"Situations were left to bleed," the report said.
The festering and lack of leadership caused swimmers to feel alone and without support.
"Swimmers described these Games as the lonely Olympics and the individual Olympics," the report said.
Morale fell as the publicly anticipated flow of gold medals failed to eventuate, with pressure mounting and no plan enacted to cope with the situation.
"As the first week unravelled, the swimmers felt undefended, alone, alienated ... they felt confused and unsupported by their own team in some cases and not supported well enough by SAL (Swimming Australia Ltd), even from the stands."
The report found the "glorification of a few was seen somewhere between embarrassing and irritating to other team members".
"One person said he felt that it was not really about whether you swam your heart out, it was about whether you could sell your heart out," it said.
"Some athletes let their emotion play out as bravado, withdrawal, disinterest and sulking.
"This tension was not nipped in the bud ... indeed it was heightened with scuttlebutt and assumptions and diagnoses of doom from the media and the pool deck."
The report said some older athletes saw the storm brewing and attempted to intervene, but their attempts were seen as being negative and criticising.

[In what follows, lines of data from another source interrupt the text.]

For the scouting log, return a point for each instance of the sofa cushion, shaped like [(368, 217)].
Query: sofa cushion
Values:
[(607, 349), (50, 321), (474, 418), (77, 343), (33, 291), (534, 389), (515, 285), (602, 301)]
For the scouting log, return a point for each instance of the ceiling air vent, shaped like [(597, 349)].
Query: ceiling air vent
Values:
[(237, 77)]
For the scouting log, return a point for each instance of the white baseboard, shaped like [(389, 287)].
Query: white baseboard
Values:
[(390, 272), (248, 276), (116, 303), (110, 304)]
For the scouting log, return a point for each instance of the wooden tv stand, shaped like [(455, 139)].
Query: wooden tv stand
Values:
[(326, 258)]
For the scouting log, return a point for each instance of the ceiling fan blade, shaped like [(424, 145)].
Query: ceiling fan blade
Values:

Head coach Leigh Nugent and some support staff did not hear about most of the incidents until they returned to Australia.

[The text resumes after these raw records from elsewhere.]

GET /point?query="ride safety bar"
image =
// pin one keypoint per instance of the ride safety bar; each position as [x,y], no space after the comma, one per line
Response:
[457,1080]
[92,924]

"Athletes felt disconnected from the head coach, and their sense of duty was localised," the report said.
Australian swimmers won just one gold, six silver and three bronze medals at the London Olympics, the lowest return at the pool since the 1992 Barcelona Games.
The swim team entered London amid claims of schoolboy pranks at a lead-in camp, with allegations that senior members of the men's 4x100m freestyle relay team devised an initiation ritual involving taking the prescription sleeping pill Stillnox on a bonding night.
"There is a dire need to develop and enable leadership throughout swimming," said the report.
And the head coach should also undergo an intensive "coach-the-coach" leadership programme lasting at least three months.